Nous vous proposons aujourd’hui une 2e note relative à la santé mentale et au lien social publiée le 14 novembre 2025 sur le site Santé-publique (cliquer ici pour accéder au site Santé publique)
https://www.santepubliquefrance.fr/docs/le-lien-social-soutien-essentiel-de-la-sante-mentale
Le lien social, soutien essentiel de la santé mentale
par Arnaud Goulliart, délégué général de la Fédération française pour les liens sociaux.
L’ESSENTIEL
- Il est important de comprendre les facteurs de risque et de protection de la santé mentale pour agir sur ses déterminants environnementaux notamment, telles les conditions de vie. Parmi eux, les liens sociaux occupent une place structurante. En témoigne la résolution de l’Organisation mondiale de la santé, qui invite à en faire un axe prioritaire de la politique de santé, visant en particulier les populations isolées vulnérables.
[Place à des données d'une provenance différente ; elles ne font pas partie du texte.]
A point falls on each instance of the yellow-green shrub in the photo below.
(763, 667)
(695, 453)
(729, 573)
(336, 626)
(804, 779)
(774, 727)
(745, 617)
La santé mentale est le fruit d’interactions complexes, tout au long de la vie, entre des dimensions individuelles, sociales et environnementales. Elle ne se limite pas à l’absence de troubles, mais englobe la capacité à faire face aux difficultés, à établir des relations et à participer à la vie sociale. Pour en comprendre les dynamiques, la littérature distingue les facteurs de risque – qui augmentent la probabilité d’une altération de la santé mentale – et les facteurs de protection – qui en favorisent le maintien ou la restauration. La distinction entre facteurs de risque et facteurs de protection ne relève pas d’une simple typologie. Elle reflète une façon de concevoir la santé mentale comme un processus évolutif et modulable.
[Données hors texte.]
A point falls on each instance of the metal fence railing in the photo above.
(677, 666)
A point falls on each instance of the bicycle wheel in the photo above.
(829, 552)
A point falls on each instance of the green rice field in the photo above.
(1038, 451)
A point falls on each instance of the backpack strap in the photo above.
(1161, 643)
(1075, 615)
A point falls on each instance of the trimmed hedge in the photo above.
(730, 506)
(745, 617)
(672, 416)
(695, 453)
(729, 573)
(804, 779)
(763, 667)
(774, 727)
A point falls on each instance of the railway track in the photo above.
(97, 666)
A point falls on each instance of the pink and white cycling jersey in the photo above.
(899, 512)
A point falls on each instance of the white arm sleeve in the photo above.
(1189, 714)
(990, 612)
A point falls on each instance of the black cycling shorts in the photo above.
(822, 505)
Les facteurs de risque sont des caractéristiques individuelles ou des conditions sociales, économiques et environnementales qui fragilisent la santé mentale. À l’inverse, les facteurs de protection en soutiennent l’équilibre. Ils agissent souvent ensemble, dès la petite enfance et tout au long de la vie et peuvent être biologiques (vulnérabilités génétiques, antécédents familiaux), psychologiques (faible estime de soi, stratégies d’adaptation inefficaces) ou sociaux (précarité, perte d’emploi, difficultés scolaires, isolement et solitude, discrimination). La recherche insiste sur l’importance des facteurs modifiables, notamment ceux liés aux conditions de vie, comme la qualité du logement, l’accès aux soins, la stabilité de l’emploi, le niveau de revenu ou encore l’environnement social. Agir sur ces déterminants sociaux permet de réduire les risques et de renforcer durablement la santé mentale.
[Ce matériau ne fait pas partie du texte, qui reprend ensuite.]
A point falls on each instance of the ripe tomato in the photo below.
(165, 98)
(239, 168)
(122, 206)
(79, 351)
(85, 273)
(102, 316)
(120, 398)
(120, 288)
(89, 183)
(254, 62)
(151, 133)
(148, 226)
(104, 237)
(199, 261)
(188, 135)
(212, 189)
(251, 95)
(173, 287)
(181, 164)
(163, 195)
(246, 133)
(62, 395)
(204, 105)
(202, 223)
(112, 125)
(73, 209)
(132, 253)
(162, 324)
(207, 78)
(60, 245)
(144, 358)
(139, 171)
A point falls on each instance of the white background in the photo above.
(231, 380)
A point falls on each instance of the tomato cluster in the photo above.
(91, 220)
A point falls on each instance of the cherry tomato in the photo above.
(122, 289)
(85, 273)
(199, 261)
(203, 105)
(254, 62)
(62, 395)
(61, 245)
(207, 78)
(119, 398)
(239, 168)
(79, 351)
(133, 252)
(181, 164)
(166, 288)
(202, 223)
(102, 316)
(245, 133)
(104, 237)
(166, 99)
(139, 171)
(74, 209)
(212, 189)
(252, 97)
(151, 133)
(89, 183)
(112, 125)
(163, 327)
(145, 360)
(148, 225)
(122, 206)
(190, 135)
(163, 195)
Parmi ces déterminants, les liens sociaux jouent un rôle particulièrement structurant. Ils désignent la façon dont les gens interagissent les uns avec les autres, couvrant les aspects structurels et fonctionnels, ainsi que la qualité de ces relations. Leurs effets sont bien documentés. Une méta-analyse de référence indique qu’un réseau social riche est associé à une réduction significative du risque de mortalité prématurée. Sur le plan psychologique, le soutien social favorise la régulation émotionnelle, diminue les effets du stress et renforce le sentiment de sécurité. À l’inverse, l’isolement social augmente le risque de troubles dépressifs, anxieux ou de conduites suicidaires, quel que soit l’âge.
Construire des communautés reliées
Le 23 mai 2025, lors de sa 78e Assemblée mondiale, l’Organisation mondiale de la santé (OMS) a adopté une résolution historique consacrée spécifiquement aux liens sociaux. Ce texte marque une étape décisive dans la reconnaissance des liens sociaux comme un déterminant majeur de la santé. Elle appelle les États membres à les intégrer (programmes d’amitié, groupes de soutien pairs, compagnons animaux et robots…) comme un axe prioritaire de santé. La résolution souligne également que la déconnexion sociale touche plus fortement certaines populations vulnérables. Elle appelle à davantage d’efforts inclusifs et intersectoriels pour construire des communautés plus reliées et plus résilientes.
Les liens sociaux ne tiennent pas seulement à la quantité de relations. Leur qualité, leur stabilité, la possibilité de les mobiliser en cas de besoin sont aussi essentielles. Promouvoir la santé mentale suppose de créer des environnements qui facilitent des relations durables, bienveillantes et accessibles. Il ne s’agit pas ainsi de soigner uniquement des troubles, mais de favoriser la santé relationnelle et sociale. Alors que les liens sociaux se fragilisent, réinvestir les ressources relationnelles et les solidarités de proximité, dans le domaine de l’urbanisme, des groupes communautaires ou encore de la prescription sociale, est devenu un enjeu de santé publique. C’est une façon de relier la santé mentale aux réalités sociales et aux territoires de vie.